At the last known address and facsimile number in the personnel records of the Company

 

 

with a copy to:

 

 

Korn/Ferry International
200 Park Avenue
New York, NY 10028
    Attn:   Karol Mattes
William Simon
    Fax:   (212) 986-5684

 

 

If to the Company:

 

 

222 Berkeley Street
Boston, MA 02116
    Attn:   Paul D. Weaver, Esq.
    Fax:   (617) 351-5014

 

 

with a copy to:

 

 

c/o Vivendi Universal
375 Park Avenue
New York, NY 10152
    Attn:   Daniel J. Losito, Esq.
    Fax:   (212) 572-7973

or to such other address as either party will have furnished to the other in writing. All notices and communications will be deemed to have been duly given and received: (a) on the date of receipt, if delivered by hand; (b) on the date of receipt of the transmission confirmed by receipt of a transmittal confirmation, if delivered by facsimile; (c) three (3) business days after being sent by first class certified mail, return receipt requested, postage prepaid; or (d) one (1) business day after sending by next-day delivery service with confirmation of receipt. As used herein, the term "business day" means any day that is not Saturday, Sunday or legal holiday in the State of New York.

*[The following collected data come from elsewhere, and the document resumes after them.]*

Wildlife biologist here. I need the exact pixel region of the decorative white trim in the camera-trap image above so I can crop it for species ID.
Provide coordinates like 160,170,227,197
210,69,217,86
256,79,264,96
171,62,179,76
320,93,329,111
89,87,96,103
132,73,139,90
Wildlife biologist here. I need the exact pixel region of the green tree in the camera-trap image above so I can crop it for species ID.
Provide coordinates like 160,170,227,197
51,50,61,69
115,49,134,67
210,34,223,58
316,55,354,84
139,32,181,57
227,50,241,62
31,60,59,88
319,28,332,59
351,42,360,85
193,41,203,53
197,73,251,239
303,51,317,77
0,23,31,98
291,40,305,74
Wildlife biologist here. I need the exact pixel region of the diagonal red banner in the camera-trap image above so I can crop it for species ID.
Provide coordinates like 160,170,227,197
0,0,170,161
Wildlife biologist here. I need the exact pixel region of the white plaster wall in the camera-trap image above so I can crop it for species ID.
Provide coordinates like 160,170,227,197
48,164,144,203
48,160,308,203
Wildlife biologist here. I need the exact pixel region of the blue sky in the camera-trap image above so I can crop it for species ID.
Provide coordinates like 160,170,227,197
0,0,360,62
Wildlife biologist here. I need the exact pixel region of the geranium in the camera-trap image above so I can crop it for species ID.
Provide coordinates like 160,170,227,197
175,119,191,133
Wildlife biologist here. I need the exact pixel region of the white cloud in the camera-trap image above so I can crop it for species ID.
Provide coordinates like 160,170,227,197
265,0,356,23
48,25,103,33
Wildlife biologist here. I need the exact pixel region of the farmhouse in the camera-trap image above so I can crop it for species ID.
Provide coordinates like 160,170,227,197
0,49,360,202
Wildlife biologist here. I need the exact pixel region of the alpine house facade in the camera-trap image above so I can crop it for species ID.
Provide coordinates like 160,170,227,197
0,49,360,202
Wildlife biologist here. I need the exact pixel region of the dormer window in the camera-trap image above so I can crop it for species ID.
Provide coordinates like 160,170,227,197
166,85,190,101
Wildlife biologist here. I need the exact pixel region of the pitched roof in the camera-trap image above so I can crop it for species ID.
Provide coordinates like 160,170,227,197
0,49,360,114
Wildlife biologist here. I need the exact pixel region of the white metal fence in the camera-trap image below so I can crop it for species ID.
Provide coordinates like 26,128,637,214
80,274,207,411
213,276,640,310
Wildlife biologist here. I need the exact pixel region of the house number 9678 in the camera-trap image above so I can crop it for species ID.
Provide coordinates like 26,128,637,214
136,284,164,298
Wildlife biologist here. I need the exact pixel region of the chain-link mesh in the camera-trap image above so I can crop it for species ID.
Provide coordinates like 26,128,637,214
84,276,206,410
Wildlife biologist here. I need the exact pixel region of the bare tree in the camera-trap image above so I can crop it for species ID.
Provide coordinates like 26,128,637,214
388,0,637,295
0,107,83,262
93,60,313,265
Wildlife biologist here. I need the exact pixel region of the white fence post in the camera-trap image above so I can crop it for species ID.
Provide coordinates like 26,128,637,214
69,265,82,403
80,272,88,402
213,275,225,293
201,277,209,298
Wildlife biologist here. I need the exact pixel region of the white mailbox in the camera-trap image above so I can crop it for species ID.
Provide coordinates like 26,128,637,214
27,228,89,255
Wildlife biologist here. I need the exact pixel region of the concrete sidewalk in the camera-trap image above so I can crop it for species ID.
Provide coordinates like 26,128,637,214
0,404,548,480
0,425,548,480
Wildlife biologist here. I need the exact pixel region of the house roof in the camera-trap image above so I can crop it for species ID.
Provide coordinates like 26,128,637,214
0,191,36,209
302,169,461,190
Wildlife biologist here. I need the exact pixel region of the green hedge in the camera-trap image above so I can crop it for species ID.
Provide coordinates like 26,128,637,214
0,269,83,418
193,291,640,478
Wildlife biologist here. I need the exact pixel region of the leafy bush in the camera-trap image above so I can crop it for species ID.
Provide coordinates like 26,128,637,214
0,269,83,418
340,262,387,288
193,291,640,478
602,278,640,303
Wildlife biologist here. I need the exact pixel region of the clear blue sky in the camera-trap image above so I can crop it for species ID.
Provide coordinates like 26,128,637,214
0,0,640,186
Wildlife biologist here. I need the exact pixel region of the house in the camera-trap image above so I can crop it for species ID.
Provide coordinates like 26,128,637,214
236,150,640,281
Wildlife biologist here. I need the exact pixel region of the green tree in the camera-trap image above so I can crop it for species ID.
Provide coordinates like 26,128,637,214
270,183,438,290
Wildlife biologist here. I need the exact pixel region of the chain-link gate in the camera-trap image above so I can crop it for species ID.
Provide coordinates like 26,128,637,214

        8.    Assignment/Affiliated Corporation.    

        This Agreement is personal to you and without the prior written consent of the Company will not be assignable by you otherwise than by will or the laws of descent and distribution, and any assignment in violation of this Agreement will be void. This Agreement will be binding on, and will inure to the benefit of, the parties to it and their respective heirs, legal representatives, successors and permitted assigns (including, without limitation, in the event of your death, your estate and heirs in the case of any payments due to you hereunder). The Company may only assign this Agreement and its rights and obligations hereunder, (a) to any entity controlled by, controlling or under common control with the Company, or (b) to any entity which, by way of merger, consolidation or sale of substantially all of the assets of the Company becomes a successor to the Company. You acknowledge and agree that all of your covenants and obligations to the Company, as well as the rights of the Company hereunder, will run in favor of and will be enforceable by the Company, its affiliates and their successors and permitted assigns.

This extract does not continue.